Problems with Elderly Nutrition
Elderly nutrition can result from a series of causes. Our parents and grandparents rarely want to be a burden, but as they get older, it becomes increasingly our responsibility as adults to give them the same care that they gave us when we were growing up. If you are blessed with having aging parents deep into your adult years, then you should begin to monitor them carefully to make sure they are still feeding themselves properly.
Sometimes it is difficult to distinguish elderly malnutrition from other diseases that the older generation is prone to suffer. For this reason, it is important to inform yourself about the reasons why the elderly might suffer from malnutrition. Here are the most common causes:
Many elderly are too proud to ask for help when they run into problems with their nutrition. They have been self-sufficient for so long that they simply can’t bring themselves to give up responsibility for their well-being. Even the best retirement plan is sometimes not enough to provide for someone who has lived deep into say their 90’s. However, studies show that many older people suffer from malnutrition simply because they cannon afford to eat right. Often the cost of living has outpaced their elderly nutrition plans or they are forced to choose between medications and adequate food.

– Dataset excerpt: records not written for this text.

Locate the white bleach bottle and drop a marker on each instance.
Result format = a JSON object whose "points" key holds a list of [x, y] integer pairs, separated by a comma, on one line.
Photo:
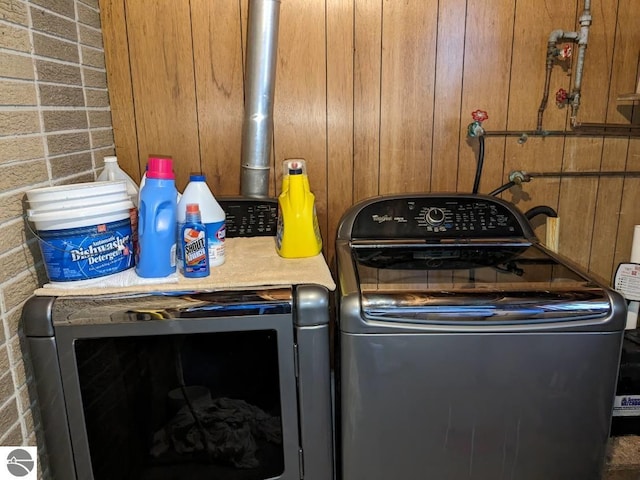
{"points": [[112, 171], [212, 216]]}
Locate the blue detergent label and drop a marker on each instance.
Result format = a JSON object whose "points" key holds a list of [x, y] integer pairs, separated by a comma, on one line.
{"points": [[87, 252]]}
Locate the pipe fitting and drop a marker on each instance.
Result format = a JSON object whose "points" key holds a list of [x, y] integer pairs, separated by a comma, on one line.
{"points": [[519, 177], [475, 129]]}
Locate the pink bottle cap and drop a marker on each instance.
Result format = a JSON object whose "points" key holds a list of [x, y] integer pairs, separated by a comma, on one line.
{"points": [[161, 168]]}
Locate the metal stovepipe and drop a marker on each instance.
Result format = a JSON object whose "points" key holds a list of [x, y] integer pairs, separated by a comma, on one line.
{"points": [[260, 74]]}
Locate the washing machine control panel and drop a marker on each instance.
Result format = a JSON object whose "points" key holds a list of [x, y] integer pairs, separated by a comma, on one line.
{"points": [[434, 216]]}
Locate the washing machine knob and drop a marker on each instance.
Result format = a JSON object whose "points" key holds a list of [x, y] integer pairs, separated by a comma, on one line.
{"points": [[435, 216]]}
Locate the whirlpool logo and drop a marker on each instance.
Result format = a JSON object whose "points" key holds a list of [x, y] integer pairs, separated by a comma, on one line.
{"points": [[18, 463], [630, 402]]}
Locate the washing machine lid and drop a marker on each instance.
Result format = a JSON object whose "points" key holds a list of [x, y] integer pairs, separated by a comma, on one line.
{"points": [[474, 282]]}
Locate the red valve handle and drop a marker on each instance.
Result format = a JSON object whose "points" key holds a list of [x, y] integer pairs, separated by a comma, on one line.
{"points": [[561, 96], [480, 115]]}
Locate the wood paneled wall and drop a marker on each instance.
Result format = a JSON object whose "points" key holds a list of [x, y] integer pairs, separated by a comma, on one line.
{"points": [[377, 95]]}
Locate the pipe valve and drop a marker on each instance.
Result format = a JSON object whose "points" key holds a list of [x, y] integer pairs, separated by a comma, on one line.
{"points": [[562, 98], [475, 128], [566, 51]]}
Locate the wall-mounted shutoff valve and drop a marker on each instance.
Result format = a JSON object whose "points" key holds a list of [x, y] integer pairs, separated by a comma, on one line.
{"points": [[565, 52], [562, 98], [475, 128]]}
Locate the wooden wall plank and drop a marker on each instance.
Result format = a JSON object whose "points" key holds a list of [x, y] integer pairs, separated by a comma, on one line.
{"points": [[532, 28], [626, 56], [300, 100], [116, 52], [377, 96], [163, 83], [448, 93], [366, 93], [218, 63], [487, 63], [581, 155], [407, 91], [340, 19], [614, 150]]}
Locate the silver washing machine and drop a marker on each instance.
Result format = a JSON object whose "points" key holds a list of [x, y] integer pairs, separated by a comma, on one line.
{"points": [[465, 349]]}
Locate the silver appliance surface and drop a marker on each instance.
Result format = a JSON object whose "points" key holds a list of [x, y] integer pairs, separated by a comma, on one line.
{"points": [[467, 350], [113, 376]]}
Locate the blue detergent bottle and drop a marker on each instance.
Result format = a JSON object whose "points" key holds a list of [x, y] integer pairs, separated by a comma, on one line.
{"points": [[157, 221]]}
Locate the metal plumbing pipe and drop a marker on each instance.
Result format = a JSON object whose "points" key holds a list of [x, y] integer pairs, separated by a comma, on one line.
{"points": [[581, 38], [260, 73]]}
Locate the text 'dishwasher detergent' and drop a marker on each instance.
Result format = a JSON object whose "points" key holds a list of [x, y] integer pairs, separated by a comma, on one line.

Another common problem that can impede elderly nutrition is transportation. As older people reach the age where they can no longer safely drive, getting to the store becomes a much greater challenge. If the older person does not have someone to take them, they may put off going or when they do go not get enough food to bide them until their next sojourn.
Lack of Appetite
Many older people also find that they no longer feel hungry in the way they used to when they were younger. This lack of appetite is a common condition among the old, like insomnia and incontinence. Without their regular appetites to guide them, many older people begin to miss meals or to eat only sparingly, which can weaken their health. This can hasten the decline of an older person as they begin to feel too weak or lazy to go prepare meals, thus creating an even more severe problem.
Side Effects of Medication
Often the many medications that doctors prescribe for older people will have unintended effects when it come to appetite or diet. Not only do many of the medications put a dent in the older person’s wallet, but also they may directly affect their desires to eat. Many medications can make older people feel nauseous or can make them lose their appetites altogether.
Yet another condition that has an effect on elderly nutrition is dental health. First, is the cost of keeping teeth and mouths healthy. For many older people, this added expense can be prohibitive. Even when it is not, some dental problems are more difficult to fix. Gum disease, problems with dentures, and the usual sorts of dental difficulties can make eating properly an ordeal.
Finally, many old people have such severe restriction to their diet that they come to take little pleasure in eating. Not able to eat the savory, calorie rich meals they used to have as younger people, much of the pleasure in eating drains away. With little pleasure in the taste of food, many stop eating as much or as well as they used to, thus hasting the problems associated with poor elderly nutrition.
If you are a caretaker of an older person, it is important that you watch out for the signs of poor nutrition. Many of these signs are also common to other kinds of diseases and ailments common to the elderly, so you should pay careful attention and make sure your parents and grandparents go to the doctor regularly.